- Snyder's Lake, New York Location within the state of New York
- Coordinates: 42°41′32″N 73°38′40″W﻿ / ﻿42.69222°N 73.64444°W
- Country: United States
- State: New York
- County: Rensselaer

Area
- • Total: 0.9 sq mi (2.3 km^{2})
- • Land: 0.7 sq mi (1.8 km^{2})
- • Water: 0 sq mi (0.0 km^{2})
- Elevation: 488 ft (148.8 m)
- Time zone: UTC-5 (Eastern (EST))
- • Summer (DST): UTC-4 (EDT)
- ZIP code: 12198
- Area code: 518
- FIPS code: 36-83349
- GNIS feature ID: 0971770
- Website: www.snyderslake.org

= Snyder's Lake, New York =

Snyder's Lake is a hamlet of North Greenbush in Rensselaer County, New York, United States.

== History ==
The area is centered by the lake which bears its name. It is the only lake within the town of North Greenbush, and lies in an area that was once populated by the Mahicans, a Native American Tribe.
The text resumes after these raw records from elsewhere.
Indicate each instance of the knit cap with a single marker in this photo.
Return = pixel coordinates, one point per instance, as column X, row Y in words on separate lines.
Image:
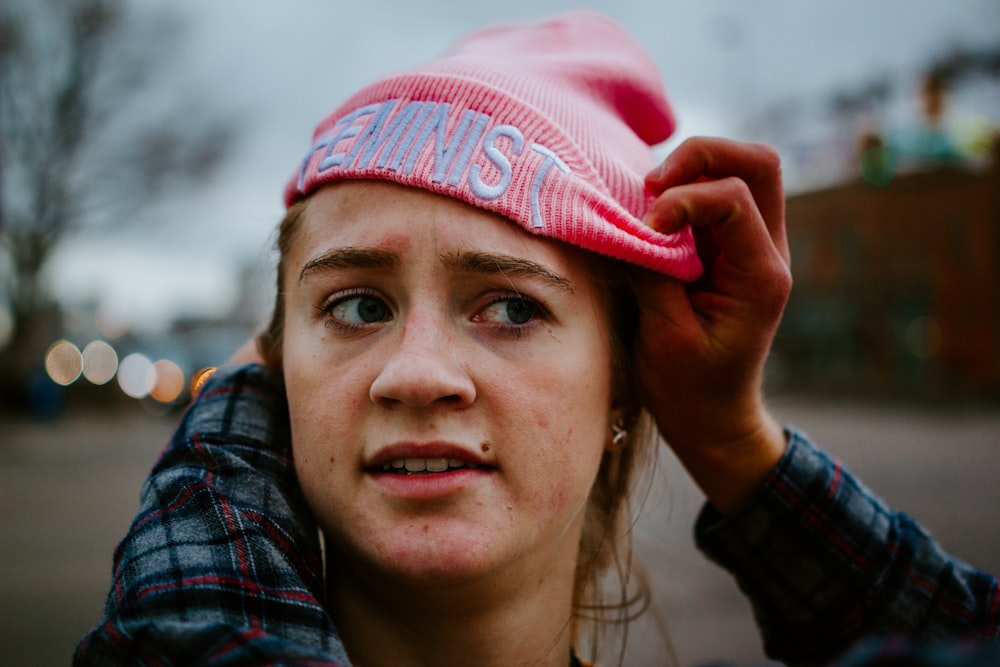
column 548, row 123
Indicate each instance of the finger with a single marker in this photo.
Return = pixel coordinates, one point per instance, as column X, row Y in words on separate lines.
column 707, row 158
column 728, row 210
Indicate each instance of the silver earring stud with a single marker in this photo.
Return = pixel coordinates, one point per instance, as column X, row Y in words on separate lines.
column 618, row 433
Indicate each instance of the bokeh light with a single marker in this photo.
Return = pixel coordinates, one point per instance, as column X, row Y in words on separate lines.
column 200, row 378
column 63, row 362
column 134, row 376
column 167, row 381
column 100, row 362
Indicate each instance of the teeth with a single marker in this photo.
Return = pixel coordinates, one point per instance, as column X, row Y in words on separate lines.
column 417, row 466
column 436, row 465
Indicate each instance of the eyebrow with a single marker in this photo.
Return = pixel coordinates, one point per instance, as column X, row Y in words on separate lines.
column 489, row 263
column 471, row 261
column 350, row 257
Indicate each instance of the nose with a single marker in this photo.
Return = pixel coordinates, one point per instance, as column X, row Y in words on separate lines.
column 423, row 369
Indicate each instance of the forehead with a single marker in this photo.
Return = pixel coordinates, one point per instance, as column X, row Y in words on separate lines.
column 397, row 218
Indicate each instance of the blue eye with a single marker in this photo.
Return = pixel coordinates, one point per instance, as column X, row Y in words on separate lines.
column 511, row 311
column 360, row 310
column 519, row 311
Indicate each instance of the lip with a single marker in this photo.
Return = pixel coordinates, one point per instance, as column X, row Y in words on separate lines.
column 430, row 450
column 427, row 486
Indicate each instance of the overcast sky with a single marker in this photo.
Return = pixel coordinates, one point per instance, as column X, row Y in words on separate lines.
column 279, row 66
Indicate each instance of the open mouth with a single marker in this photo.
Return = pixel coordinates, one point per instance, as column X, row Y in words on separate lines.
column 410, row 466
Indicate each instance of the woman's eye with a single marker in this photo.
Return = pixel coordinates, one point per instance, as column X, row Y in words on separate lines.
column 359, row 310
column 511, row 310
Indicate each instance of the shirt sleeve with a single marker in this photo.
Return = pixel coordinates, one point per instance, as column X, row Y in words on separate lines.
column 222, row 563
column 826, row 563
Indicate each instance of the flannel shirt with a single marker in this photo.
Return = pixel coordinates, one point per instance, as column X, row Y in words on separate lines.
column 222, row 563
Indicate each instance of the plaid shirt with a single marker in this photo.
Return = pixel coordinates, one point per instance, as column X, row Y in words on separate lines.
column 222, row 564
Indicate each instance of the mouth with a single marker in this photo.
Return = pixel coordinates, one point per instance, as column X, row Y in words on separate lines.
column 425, row 466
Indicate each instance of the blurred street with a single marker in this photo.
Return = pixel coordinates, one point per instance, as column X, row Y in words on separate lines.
column 68, row 491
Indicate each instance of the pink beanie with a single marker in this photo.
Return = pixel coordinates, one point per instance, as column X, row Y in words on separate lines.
column 546, row 123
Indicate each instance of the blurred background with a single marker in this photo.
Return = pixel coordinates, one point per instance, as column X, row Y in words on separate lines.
column 144, row 151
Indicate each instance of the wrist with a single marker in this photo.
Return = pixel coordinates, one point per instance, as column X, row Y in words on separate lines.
column 730, row 465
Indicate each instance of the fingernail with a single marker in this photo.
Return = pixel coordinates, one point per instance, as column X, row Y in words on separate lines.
column 657, row 172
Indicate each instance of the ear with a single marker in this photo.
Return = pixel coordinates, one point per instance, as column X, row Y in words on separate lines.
column 617, row 430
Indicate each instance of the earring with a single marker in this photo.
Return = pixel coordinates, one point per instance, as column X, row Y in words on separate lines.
column 618, row 433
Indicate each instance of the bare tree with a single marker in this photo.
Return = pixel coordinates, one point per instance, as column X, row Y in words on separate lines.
column 83, row 144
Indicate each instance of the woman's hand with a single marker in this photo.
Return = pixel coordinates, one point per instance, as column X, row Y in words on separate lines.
column 701, row 348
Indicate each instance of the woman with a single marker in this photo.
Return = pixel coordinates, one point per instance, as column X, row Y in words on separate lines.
column 480, row 292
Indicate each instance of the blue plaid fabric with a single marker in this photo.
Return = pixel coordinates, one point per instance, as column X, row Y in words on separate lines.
column 222, row 564
column 826, row 564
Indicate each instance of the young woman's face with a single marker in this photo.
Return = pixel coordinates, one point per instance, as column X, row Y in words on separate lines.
column 448, row 380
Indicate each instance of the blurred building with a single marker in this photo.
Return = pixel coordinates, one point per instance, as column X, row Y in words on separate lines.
column 897, row 281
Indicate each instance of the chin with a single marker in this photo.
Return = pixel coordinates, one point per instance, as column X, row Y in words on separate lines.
column 424, row 553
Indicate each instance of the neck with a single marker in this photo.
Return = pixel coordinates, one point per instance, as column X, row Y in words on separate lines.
column 502, row 619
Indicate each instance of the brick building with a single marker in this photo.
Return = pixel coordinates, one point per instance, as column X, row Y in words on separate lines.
column 897, row 287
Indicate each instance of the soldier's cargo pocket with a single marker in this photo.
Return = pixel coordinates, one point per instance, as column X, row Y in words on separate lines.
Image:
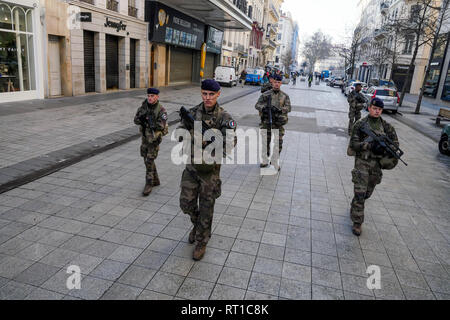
column 356, row 176
column 217, row 189
column 144, row 151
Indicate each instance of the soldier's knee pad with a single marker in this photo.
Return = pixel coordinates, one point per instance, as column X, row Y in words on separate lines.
column 360, row 197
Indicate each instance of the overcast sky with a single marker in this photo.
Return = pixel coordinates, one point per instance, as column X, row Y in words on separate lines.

Its original Mahican name is unknown. However, it was known as "Aries Lake" prior to 1897, when it was renamed for the family of Harmon Snyder, who had settled at Aires Lake during the American Revolution. Members of the Snyder family still live there.

Local legend has it that Aires Lake was much smaller and became Snyder's Lake when the Snyder family dammed the lake's only outlet at the northeast corner of the lake, flooding a much larger land area.

The settled area was formerly a mix of agricultural and residential zoning, with a large portion consisting of farmland. In the early 2000's the landscape started shifting to almost entirely residential zoning.

Many residents are traditional outdoorsmen, who still enjoy the abundance of local hunting and fishing. A 15 minute commute to downtown Albany allows for many career opportunities.

There is no official government within the area, as it is governed and represented by the town of North Greenbush. However, it has traditionally had an unelected person referred to as its mayor throughout its history. Most notable of these "mayors" was Webster "Whoopie" Scoville (1928-1991).

On the east end of the lake, a speak-easy/night club formerly known as the Excelsior House stood for approximately 100 years. It operated from the 1920s until the 1970s and was frequented by members of the Irish Mafia and notable characters such as Legs Diamond in its heyday. It was destroyed by fire in 2009.

==Geography==
Snyder's Lake settled area has a total of 0.9 sqmi.

===Location===
Snyder's Lake is located in the southeast corner of the town of North Greenbush. It is bordered by West Sand Lake Road (NY Route 150) on the north side, while NY Route 43 borders the area's south side.

Part of Rensselaer County Route 68, known as Pershing Avenue, runs through the center of the area. It is one of the area's two main thoroughfares, with Rensselaer County Route 67 (Troy Avenue and Geiser Road) being the other.

Peck Road borders the south end of the area.

==Demographics==
There are no official demographic statistics for Snyder's Lake.

It is a middle class community with an estimated population between 500 and 1000.

The number of households is estimated to be between 100 and 200.

==Schools==
Snyder's Lake is completely within the boundaries of the Averill Park Central School District, although a small percentage of its children attend private schools.